Europe and Europeanness in Early Modern Latin Literature

Europe and Europeanness in Early Modern Latin Literature PDF Author: Isabella Walser-Bürgler
Publisher: BRILL
ISBN: 9004459723
Category : History
Languages : en
Pages : 143

Book Description
The history of European integration goes back to the early modern centuries (c. 1400–1800), when Europeans tried to set themselves apart as a continental community with distinct political, religious, cultural, and social values in the face of hitherto unseen societal change and global awakening. The range of concepts and images ascribed to Europeanness in that respect is well documented in Neo-Latin literature, since Latin constituted the international lingua franca from the fifteenth to the eighteenth centuries. In Europe and Europeanness in Early Modern Latin Literature Isabella Walser-Bürgler examines the most prominent concepts of Europe and European identity as expressed in Neo-Latin sources.
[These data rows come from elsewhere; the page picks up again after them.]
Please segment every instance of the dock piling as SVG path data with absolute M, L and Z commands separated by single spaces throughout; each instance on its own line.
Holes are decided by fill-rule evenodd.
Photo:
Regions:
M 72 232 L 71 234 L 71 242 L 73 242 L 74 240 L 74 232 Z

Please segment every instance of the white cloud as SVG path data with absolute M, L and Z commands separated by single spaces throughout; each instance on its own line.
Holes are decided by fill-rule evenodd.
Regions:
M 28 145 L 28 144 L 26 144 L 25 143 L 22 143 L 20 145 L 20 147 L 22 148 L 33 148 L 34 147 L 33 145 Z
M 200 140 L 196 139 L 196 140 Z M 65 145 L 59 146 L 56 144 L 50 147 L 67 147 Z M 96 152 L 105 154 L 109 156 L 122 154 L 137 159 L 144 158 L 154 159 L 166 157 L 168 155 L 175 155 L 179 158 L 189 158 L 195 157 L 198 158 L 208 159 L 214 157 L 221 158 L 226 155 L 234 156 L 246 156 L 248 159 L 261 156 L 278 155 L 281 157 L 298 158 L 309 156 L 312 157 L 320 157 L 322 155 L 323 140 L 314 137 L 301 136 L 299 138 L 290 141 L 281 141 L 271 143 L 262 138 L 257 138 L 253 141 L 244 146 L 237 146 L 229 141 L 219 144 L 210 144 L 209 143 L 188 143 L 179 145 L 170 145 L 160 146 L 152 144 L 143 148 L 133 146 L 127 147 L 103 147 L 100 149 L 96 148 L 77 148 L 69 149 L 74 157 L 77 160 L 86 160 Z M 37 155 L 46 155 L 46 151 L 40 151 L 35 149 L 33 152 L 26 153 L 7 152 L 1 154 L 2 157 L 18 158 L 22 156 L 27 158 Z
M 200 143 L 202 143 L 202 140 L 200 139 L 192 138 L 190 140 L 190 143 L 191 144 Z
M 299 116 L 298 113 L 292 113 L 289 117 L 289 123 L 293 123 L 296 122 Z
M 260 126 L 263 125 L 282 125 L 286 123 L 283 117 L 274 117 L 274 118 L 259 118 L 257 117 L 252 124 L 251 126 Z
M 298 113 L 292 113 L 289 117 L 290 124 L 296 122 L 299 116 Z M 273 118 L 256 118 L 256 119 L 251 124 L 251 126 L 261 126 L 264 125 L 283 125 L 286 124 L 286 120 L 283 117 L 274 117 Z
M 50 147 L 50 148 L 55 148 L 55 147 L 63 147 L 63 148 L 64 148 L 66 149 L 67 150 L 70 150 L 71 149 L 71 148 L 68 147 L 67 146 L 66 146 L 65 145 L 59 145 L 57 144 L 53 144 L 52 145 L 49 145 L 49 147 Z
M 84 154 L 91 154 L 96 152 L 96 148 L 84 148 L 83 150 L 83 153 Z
It is aimed at both an interested general audience and a professional readership from the fields of Latin studies, early modern history, and the history of ideas.

Understanding Isak Dinesen

Understanding Isak Dinesen PDF Author: Susan Brantly
Publisher: Univ of South Carolina Press
ISBN: 9781570034282
Category : Literary Criticism
Languages : en
Pages : 268

Book Description
Shadows on the Grass, Winter's Tales, Last Tales, Anecdotes of Destiny, and Ehrengard, Brantly explores the clues, details, and subplots in texts that critics often describe as puzzles and labyrinths. Brantly reveals the thought and care that Dinesen devoted to the construction of her stories, her expansive knowledge of world literature, and the great pleasure awaiting readers as they unravel the mysteries embedded in her texts."--BOOK JACKET.